I have tried a variety of ways:
df = json_normalize(json_data["timestamp"]) // gives a KeyError on 'timestamp'
df = json_normalize(json_data, 'timestamp', ['event', 'json', ['level', 'message']]) // TypeError: string indices must be integers
Where did i went wrong?
I don't think json_normalize is intended to work on this specific orientation. I could be wrong but from the documentation, it appears that normalization means "Deal with lists within each dictionary".
Assume data is
data = json.load(open('out1.json'))['events']
Look at the first entry
data[0]['timestamp']
1537190572023
json_normalize wants this to be a list
[{'timestamp': 1537190572023}]
Create augmented data2
I don't actually recommend this approach.
If we create data2 accordingly:
data2 = [{**d, **{'timestamp': [{'timestamp': d['timestamp']}]}} for d in data]
We can use json_normalize
json_normalize(
data2, 'timestamp',
[['event', 'json', 'level'], ['event', 'json', 'message']]
)
timestamp event.json.level event.json.message
0 1537190572023 INFO Disabled camera with QR scan on by 80801234 a...

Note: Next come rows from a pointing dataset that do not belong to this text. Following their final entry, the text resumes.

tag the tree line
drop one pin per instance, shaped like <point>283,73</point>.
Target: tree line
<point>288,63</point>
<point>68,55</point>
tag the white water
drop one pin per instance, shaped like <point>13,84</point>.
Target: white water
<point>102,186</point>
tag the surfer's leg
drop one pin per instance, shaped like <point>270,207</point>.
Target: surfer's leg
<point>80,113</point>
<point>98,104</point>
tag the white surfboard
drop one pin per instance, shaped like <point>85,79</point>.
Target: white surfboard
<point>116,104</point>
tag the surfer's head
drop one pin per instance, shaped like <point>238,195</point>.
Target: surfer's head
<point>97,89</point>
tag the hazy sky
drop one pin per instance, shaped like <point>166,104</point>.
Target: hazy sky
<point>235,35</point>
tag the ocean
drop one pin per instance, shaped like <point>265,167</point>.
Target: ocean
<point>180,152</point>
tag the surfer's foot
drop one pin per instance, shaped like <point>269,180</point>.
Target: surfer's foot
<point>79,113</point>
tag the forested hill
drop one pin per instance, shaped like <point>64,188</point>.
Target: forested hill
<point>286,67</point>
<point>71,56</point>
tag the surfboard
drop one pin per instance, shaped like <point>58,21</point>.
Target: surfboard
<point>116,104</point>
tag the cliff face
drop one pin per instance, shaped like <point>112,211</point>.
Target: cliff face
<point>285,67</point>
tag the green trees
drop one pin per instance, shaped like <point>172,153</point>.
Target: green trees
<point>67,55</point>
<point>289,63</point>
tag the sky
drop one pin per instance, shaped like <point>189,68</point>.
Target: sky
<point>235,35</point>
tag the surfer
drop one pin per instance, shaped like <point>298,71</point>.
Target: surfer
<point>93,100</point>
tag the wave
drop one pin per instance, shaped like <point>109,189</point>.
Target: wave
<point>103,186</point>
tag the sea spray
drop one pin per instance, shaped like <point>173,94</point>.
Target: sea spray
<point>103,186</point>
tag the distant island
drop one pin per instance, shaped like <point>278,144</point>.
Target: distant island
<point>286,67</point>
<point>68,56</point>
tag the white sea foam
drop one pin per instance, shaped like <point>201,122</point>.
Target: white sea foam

1 1537190528619 INFO Employee number saved successfully.
Comprehension
I think it's simpler to just do
pd.DataFrame([
(d['timestamp'],
d['event']['json']['level'],
d['event']['json']['message'])
for d in data
], columns=['timestamp', 'level', 'message'])
timestamp level message
0 1537190572023 INFO Disabled camera with QR scan on by 80801234 a...
1 1537190528619 INFO Employee number saved successfully.
json_normalize
But without the fancy arguments
json_normalize(data).pipe(
lambda d: d[['timestamp']].join(
d.filter(like='event.json')
)
)
timestamp event.json.level event.json.message
0 1537190572023 INFO Disabled camera with QR scan on by 80801234 a...
1 1537190528619 INFO Employee number saved successfully.